FILE - Oil technician Majid Afshari makes his way to the oil separator facilities in Iran's Azadegan oil field southwest of Tehran.
FILE - Oil technician Majid Afshari makes his way to the oil separator facilities in Iran's Azadegan oil field southwest of Tehran.

Iran's OPEC envoy said Wednesday the country plans to increase its oil production to levels it had before the imposition of international sanctions sharply cut its exports.

The comments came ahead of a meeting in Tehran of oil ministers from Iran, Iraq and Venezuela to discuss a proposal to freeze production in order to battle a drop in oil prices.

Russia and OPEC members Saudi Arabia, Venezuela and Qatar agreed Tuesday to keep their oil output at January levels.

Saudi oil minister Ali al-Naimi said that amount of production is "adequate," but that the agreement is only good if other large producers sign on as well.

"We don't want significant gyrations in prices," Naimi said. "We don't want a reduction in supply. We want to meet demand and we want a stable oil price."

The pact to freeze production marks a shift in Saudi oil policy.

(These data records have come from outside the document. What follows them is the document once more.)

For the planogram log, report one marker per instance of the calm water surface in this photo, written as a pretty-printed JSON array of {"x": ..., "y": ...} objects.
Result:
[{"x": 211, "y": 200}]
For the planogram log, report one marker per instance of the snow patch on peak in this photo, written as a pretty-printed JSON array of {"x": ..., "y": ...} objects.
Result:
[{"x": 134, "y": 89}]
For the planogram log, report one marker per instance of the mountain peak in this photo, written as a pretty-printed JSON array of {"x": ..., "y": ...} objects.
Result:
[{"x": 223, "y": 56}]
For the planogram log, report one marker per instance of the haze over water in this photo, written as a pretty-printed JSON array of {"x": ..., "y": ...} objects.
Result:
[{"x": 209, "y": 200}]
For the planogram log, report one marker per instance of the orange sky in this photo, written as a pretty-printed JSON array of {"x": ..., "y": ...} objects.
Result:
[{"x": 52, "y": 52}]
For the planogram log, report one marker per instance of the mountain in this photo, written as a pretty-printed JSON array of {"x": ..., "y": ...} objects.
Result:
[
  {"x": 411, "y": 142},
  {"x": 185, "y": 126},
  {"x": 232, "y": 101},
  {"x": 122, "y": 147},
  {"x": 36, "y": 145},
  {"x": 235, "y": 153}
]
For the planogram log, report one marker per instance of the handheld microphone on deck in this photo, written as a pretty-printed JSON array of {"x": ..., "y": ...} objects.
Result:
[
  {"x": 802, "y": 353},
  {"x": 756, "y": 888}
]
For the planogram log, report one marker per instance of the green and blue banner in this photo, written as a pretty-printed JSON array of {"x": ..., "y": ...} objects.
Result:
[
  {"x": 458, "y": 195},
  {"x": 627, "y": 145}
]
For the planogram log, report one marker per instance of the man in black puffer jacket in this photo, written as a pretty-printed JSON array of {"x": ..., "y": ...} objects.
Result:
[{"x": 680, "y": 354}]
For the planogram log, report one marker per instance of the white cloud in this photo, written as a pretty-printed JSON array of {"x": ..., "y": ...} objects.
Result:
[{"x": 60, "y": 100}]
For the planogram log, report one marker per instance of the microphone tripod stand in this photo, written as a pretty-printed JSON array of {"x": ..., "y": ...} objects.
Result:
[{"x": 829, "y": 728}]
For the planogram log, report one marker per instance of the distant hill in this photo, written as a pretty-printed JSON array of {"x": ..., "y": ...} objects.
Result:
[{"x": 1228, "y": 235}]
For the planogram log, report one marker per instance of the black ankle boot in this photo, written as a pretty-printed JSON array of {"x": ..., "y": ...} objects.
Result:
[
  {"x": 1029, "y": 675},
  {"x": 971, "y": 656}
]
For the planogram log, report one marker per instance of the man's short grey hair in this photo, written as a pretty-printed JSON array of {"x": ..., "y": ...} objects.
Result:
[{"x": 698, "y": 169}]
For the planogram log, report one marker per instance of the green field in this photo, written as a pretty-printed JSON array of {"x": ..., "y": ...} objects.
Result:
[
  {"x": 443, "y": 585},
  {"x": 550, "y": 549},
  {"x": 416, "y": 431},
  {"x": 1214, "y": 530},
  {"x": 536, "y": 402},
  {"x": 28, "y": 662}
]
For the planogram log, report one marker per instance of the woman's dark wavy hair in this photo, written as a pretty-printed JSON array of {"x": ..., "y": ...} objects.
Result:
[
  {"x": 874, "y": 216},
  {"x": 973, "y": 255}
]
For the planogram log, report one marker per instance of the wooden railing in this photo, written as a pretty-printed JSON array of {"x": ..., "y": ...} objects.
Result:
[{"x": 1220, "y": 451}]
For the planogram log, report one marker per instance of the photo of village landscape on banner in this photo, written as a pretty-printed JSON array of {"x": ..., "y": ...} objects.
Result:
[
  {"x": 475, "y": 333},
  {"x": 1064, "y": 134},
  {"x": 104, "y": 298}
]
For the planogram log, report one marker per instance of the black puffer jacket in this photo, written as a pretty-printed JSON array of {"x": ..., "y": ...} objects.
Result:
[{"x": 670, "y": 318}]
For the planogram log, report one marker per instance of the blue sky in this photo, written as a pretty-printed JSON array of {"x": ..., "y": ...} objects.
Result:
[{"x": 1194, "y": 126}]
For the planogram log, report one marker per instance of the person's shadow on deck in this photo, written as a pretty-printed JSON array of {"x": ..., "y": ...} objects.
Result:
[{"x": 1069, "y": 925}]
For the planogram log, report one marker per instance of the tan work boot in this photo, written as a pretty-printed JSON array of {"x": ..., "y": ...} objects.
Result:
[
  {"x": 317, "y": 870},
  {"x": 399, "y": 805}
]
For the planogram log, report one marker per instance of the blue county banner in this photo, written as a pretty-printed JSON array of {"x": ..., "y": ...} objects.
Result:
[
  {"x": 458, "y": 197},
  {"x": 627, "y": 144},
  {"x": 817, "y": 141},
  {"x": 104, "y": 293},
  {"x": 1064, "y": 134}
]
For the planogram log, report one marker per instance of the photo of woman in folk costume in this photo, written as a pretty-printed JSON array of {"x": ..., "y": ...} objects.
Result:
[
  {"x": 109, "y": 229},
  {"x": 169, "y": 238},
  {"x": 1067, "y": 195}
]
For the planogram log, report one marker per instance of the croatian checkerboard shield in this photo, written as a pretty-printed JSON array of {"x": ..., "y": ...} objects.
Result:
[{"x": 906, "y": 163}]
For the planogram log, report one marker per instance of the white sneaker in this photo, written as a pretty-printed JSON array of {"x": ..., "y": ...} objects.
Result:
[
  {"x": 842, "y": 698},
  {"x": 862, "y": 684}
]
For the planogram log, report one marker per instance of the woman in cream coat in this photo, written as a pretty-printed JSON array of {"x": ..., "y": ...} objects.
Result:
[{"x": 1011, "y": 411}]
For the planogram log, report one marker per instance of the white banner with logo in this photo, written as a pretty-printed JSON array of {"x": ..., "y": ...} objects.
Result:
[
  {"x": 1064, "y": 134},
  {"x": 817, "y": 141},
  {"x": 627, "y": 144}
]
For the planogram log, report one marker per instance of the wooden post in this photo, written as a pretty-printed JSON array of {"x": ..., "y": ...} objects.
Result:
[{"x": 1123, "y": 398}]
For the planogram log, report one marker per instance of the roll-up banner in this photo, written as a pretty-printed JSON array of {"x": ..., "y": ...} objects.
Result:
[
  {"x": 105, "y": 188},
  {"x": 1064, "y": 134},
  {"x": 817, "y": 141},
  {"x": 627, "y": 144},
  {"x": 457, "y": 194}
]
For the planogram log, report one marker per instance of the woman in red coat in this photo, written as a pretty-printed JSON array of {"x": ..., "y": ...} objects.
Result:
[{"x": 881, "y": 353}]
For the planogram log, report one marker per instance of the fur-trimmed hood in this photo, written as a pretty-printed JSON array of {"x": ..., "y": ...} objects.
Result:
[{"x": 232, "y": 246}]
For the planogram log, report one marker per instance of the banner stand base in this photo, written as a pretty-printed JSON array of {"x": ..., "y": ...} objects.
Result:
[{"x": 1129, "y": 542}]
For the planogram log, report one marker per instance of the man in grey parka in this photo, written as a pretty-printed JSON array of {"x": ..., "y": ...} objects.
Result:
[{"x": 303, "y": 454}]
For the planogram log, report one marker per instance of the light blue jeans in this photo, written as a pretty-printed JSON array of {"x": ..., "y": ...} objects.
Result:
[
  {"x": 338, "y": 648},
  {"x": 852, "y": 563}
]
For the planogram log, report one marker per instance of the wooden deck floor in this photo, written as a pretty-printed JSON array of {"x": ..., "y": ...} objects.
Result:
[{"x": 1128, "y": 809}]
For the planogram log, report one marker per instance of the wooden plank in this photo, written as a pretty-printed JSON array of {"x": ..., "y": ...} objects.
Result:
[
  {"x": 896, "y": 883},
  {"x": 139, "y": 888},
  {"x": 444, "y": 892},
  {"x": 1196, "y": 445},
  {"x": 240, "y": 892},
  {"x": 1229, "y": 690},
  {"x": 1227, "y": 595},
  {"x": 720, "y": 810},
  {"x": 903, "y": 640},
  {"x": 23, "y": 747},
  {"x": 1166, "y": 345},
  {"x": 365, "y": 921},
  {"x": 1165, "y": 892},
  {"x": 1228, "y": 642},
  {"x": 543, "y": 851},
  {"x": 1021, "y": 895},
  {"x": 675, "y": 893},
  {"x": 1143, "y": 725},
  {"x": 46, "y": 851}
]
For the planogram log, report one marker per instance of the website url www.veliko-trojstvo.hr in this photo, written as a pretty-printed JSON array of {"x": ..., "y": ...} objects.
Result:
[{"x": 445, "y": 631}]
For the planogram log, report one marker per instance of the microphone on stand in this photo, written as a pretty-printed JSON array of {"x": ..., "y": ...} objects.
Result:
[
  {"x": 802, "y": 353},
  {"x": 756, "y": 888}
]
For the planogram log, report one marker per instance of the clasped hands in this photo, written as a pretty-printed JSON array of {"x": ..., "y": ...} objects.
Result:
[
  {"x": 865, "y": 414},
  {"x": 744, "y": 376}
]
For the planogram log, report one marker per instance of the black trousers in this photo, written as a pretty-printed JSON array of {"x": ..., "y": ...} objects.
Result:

For months, as oil prices plunged, Riyadh had refused to curb its production in an attempt to force other oil producers, especially U.S. shale oil producers, out of the market.

But with producers across the globe pumping too much oil, coupled with some economies slowing and thus not needing as much oil to fuel their industrial production, prices continued to fall.

That in turn has hurt oil-dependent government budgets, particularly in Russia and Venezuela. But even oil-rich Saudi Arabia, with some of the world's biggest untapped oil reserves, says it has a record budget deficit.

The Doha meeting could be a signal that oil-producing nations, including OPEC members, might eventually agree to an outright production cut to halt a 19-month slide in prices that has sent oil falling below $30 a barrel for the first time in well over a decade.

Some analysts have predicted that prices will eventually fall to at least $20 a barrel before any recovery begins.